Whatever. In any case, "Gentoo Stable" phrase feels unnatural to me and I don't see why anyone would insist on using it. "Gentoo" itself is a highly configurable distro where you can easily mix and match various versions of the packages, use different versions of gcc or even use different non-gcc compilers for some selected packages. Also keep in mind that upstream FSF gcc-4.7.1 is even not a point-zero release, that's a compiler with a bunch of bugs ironed out already. I don't understand your prejudice against it.
The plain fact here is that Ubuntu clearly underperformed in this test. It's up to somebody to run the benchmark on a properly configured linaro/ubuntu system (using 'performance' frequency scaling governor) with a better compiler and share the results.
BTW, the first initial Ubuntu 11.10 phoronix benchmark on Pandaboard ES showed such abysmal performance that it even got me motivated to register in this forum (because somebody was wrong on the Internet!). So I had posted my own results from a similar 1.2GHz dual-core Cortex-A9 board for comparison and it used stable Gentoo with gcc 4.5 at that time (versus newer ubuntu gcc 4.6). There were some Ubuntu performance improvements since that time, which were depicted on phoronix as kinda "Ubuntu being on the forefront of ARM development" and not just "sore losers are catching up"
Seriously, linaro is doing a lot of gcc related ARM work which eventually gets accepted in upstream gcc and deserves credit for this. But I get a feeling that the end users are treated as guinea pigs and the effect of a lot of minor incremental improvements gets eclipsed by some stupid bugs which ruin the overall performance in Ubuntu distro.
About Gentoo compilation time. When using Gentoo for desktop (kernel, xorg, kde, firefox, libreoffice and quite a pack of other software) , on a standard quad-core (phenom II, core i first generation), the complete tree reemerge takes about 14 hours. But you hardly ever do this, because since glibc and gcc are usually kept same, packages are emerged or updated, as well as their dependencies, but never the whole system. I found Gentoo to be far easier to maintain than Arch.

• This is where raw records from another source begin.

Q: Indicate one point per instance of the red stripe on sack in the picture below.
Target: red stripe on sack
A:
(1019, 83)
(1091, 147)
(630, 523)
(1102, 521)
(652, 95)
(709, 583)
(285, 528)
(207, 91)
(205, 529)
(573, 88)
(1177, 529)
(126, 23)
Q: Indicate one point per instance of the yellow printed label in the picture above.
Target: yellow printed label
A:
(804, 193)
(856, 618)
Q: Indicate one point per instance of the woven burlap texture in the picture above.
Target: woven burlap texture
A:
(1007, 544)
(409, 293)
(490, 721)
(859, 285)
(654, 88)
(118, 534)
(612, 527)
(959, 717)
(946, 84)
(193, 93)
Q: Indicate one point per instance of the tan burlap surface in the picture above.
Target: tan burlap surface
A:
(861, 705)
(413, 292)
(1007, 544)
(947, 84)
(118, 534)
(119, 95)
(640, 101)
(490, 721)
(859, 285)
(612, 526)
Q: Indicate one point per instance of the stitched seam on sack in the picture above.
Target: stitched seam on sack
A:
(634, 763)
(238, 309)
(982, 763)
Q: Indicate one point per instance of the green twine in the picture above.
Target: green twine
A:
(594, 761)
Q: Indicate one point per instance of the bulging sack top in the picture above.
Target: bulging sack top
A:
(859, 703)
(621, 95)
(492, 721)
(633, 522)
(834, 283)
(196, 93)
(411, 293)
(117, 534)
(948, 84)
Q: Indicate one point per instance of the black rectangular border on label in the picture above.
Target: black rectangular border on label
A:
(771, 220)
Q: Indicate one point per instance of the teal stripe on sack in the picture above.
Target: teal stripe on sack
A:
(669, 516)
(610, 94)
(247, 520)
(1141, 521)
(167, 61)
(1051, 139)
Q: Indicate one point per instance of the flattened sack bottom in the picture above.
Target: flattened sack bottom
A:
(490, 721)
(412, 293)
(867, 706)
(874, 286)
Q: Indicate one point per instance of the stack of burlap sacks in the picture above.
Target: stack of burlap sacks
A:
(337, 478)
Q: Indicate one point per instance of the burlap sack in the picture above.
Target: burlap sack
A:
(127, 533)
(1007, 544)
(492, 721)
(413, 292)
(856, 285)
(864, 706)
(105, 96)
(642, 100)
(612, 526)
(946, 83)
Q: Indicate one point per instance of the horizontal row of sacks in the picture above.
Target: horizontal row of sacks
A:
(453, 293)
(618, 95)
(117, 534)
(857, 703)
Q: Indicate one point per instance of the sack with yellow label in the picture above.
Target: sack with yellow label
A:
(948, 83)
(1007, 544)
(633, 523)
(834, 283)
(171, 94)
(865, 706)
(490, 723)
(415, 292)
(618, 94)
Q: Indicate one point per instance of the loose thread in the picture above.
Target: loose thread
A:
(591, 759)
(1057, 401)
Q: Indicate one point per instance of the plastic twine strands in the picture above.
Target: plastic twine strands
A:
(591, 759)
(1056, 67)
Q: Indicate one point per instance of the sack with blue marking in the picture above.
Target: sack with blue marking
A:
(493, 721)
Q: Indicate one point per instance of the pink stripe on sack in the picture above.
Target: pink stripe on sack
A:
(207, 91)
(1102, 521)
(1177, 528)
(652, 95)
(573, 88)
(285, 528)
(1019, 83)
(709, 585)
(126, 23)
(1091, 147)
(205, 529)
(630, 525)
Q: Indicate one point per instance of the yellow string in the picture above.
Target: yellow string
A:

This was a Linaro vs Gentoo bench. And in that respect, it failed. The only thing you can do then, is to ignore the Gentoo results and look at the Linaro numbers. And in that case, you don't have anything to compare them against. So how can you draw any conclusions about the governor? It takes at least two in order to perform any kind of comparison.
I'm not drawing any conclusions about the governor. The conclusions are about the "Ubuntu-based Linaro 12.08" as a whole.
You have the results from some other linux distro (which happens to be not "Stable Gentoo", but who cares).It takes at least two in order to perform any kind of comparison.
Last edited by ssvb; 09-09-2012 at 04:01 PM.